The proportional hazards model has become increasingly important in the analysis of censored survival data after transplantation. Neverthless, in clinical transplantation it is still undefined how the influence of covariates changes over time. The additive regression model is an alternative (or extension) to the Cox model. It results in plots (Aalen plots) that may give information on the effect of covariates over time by way of the cumulative regression function plots. A total of 386 primary cadaveric kidney transplants performed between 1984 and 1996 were included in our analysis. The follow-up period ranged from 24 to 156 months. According to Aalen, an additive regression model was used and plots for the detection of time-dependent effects of covariates were determined. Patients dying with functioning grafts were classed as graft failures. Factors potentially affecting graft outcome, such as sex, donor and recipient's age, HLA A-B match, cold ischaemia time (CIT), delayed graft function (DGF), serum creatinine at 1 month (Cr1), rejection episodes within 3 months (R3), and type of brain death (BD), were considered. The slopes of the plots by donor age, DGF, HLA A-B match, R3, Cr1 and BD appear to have a significant influence throughout the observation period, with different time-dependent effects on graft survival. Slopes for DGF, Cr1, and age of donor are positive (increased hazard), while slopes for HLA match and BD are negative (decreased hazard). Estimated regression functions for DGF, donor age and Cr1 show a prompt slope (within 3 months); the covariate R3 has a clear influence for about 5 years, and then seems to disappear; and BD appears to have a consistent effect over the entire period.
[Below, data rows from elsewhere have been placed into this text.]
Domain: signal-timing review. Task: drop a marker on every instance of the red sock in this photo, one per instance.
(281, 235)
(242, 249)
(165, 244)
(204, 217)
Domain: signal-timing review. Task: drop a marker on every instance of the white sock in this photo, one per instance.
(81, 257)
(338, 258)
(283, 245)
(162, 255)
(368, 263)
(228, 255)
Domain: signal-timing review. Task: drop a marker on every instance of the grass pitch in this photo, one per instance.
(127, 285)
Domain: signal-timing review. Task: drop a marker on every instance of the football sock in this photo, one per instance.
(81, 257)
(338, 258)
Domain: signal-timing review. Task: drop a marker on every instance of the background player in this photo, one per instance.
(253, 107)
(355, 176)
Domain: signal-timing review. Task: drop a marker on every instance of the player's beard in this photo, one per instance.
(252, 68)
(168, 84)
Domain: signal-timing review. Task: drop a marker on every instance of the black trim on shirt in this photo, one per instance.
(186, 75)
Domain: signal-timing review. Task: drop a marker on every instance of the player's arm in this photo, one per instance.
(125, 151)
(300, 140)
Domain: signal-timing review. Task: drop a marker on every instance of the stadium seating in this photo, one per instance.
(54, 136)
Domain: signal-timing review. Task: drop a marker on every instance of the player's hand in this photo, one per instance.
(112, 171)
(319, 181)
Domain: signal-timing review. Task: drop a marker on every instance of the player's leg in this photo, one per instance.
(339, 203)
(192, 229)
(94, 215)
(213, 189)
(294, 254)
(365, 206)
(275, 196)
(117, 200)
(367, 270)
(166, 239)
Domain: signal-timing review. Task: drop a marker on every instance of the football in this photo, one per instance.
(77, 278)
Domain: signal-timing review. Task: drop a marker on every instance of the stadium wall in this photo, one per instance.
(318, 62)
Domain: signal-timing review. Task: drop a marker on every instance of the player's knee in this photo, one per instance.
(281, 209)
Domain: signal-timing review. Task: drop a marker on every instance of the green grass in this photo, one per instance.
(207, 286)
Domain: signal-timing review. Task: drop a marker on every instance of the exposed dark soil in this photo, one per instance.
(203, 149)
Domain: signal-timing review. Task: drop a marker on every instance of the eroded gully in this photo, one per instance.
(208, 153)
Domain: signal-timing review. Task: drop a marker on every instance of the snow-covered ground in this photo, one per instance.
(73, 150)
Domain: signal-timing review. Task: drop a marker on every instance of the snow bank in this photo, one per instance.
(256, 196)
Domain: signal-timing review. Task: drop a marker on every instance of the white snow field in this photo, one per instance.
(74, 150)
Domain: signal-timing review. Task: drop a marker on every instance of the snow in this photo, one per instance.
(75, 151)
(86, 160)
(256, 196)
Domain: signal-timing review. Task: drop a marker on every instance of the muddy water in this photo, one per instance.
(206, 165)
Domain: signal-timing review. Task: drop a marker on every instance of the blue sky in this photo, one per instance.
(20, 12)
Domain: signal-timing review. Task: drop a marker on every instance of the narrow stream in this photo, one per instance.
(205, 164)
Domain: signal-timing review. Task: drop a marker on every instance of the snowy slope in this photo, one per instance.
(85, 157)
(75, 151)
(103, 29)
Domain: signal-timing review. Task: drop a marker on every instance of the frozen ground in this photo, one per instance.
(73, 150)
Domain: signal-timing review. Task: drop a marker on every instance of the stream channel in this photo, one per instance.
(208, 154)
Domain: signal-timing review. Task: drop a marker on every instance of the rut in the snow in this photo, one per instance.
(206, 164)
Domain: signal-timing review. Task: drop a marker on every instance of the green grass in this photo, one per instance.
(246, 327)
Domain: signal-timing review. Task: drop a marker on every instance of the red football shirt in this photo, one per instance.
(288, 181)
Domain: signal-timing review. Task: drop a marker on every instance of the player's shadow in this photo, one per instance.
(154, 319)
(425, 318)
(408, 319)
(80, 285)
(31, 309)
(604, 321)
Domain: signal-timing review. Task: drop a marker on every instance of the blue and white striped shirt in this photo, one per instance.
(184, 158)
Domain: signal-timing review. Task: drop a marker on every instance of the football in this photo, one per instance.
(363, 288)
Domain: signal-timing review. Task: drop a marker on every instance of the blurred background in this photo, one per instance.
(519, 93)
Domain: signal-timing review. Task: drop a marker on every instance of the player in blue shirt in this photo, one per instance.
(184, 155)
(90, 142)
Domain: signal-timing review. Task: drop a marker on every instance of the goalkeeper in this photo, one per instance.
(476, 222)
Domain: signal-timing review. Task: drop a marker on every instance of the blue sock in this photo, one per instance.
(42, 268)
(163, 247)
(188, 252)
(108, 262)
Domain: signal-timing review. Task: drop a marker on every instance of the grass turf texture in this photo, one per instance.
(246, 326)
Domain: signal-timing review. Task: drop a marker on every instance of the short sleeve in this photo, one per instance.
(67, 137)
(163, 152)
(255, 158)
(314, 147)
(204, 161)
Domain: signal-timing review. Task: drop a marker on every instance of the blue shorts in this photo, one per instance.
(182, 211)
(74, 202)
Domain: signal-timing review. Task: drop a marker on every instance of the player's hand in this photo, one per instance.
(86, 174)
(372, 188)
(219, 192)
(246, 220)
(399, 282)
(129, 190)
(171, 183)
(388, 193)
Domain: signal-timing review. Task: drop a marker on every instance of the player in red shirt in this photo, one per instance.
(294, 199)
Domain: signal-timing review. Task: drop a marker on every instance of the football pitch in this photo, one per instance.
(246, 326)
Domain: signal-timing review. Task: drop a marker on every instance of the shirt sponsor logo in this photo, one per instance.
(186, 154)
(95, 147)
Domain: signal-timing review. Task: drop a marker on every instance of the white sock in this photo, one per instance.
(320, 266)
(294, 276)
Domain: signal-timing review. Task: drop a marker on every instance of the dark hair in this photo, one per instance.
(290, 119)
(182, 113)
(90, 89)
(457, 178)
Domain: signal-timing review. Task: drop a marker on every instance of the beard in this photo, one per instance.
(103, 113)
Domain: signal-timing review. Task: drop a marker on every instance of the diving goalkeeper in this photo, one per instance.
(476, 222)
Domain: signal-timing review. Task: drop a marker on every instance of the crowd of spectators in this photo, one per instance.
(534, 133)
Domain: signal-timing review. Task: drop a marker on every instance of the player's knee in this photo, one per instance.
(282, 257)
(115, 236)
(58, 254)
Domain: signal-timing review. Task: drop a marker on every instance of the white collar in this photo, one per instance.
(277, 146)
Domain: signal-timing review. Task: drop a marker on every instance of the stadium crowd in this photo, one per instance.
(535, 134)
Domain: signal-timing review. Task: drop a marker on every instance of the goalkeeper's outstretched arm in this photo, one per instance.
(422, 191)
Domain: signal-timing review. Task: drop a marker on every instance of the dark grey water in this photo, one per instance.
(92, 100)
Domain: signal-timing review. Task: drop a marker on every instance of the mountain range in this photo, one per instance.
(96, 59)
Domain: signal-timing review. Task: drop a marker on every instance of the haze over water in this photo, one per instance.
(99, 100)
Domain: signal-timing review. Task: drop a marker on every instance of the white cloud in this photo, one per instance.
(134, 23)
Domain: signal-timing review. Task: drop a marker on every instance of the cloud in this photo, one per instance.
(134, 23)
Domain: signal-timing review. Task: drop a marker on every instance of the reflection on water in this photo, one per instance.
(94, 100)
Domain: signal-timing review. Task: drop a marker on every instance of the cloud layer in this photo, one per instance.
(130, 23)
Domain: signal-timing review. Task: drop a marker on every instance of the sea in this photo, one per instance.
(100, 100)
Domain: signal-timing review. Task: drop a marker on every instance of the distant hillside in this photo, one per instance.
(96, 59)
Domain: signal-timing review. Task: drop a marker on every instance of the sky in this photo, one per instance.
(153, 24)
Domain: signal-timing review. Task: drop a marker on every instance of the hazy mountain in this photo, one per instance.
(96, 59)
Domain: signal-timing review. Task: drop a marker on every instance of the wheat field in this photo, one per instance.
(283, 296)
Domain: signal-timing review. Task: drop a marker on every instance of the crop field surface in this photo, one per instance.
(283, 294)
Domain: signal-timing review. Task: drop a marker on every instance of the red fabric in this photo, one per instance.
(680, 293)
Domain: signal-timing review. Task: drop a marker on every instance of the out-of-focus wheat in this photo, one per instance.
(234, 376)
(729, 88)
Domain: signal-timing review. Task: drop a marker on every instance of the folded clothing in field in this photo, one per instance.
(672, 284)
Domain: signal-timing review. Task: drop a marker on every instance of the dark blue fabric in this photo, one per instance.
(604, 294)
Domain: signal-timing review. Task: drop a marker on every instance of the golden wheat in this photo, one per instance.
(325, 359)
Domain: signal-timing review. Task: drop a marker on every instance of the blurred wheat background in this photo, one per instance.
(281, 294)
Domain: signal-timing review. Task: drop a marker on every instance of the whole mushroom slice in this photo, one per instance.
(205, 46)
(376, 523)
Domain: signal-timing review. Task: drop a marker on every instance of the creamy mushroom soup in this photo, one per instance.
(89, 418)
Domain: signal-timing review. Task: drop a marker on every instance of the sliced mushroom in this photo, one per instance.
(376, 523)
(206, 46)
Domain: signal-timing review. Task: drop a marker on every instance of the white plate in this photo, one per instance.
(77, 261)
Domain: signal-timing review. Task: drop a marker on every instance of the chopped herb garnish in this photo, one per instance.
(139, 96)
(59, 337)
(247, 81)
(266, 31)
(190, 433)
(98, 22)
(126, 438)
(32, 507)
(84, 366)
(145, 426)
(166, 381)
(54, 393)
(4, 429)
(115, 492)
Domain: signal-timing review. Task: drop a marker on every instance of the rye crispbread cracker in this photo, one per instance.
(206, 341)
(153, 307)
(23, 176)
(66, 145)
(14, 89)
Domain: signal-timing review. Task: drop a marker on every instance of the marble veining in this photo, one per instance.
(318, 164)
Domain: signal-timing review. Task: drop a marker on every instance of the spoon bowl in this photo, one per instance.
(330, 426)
The additive regression model with Aalen plots represents a useful technique in the analysis of survival data after kidney transplantation. Some covariates, such as R3, may often lose their effects on graft survival, with a relevant clinical impact. Others have a clear and additive influence over the entire period (BD), while the effects of donor age, DGF and CR1 each appear to have a prompt effect in the outcome.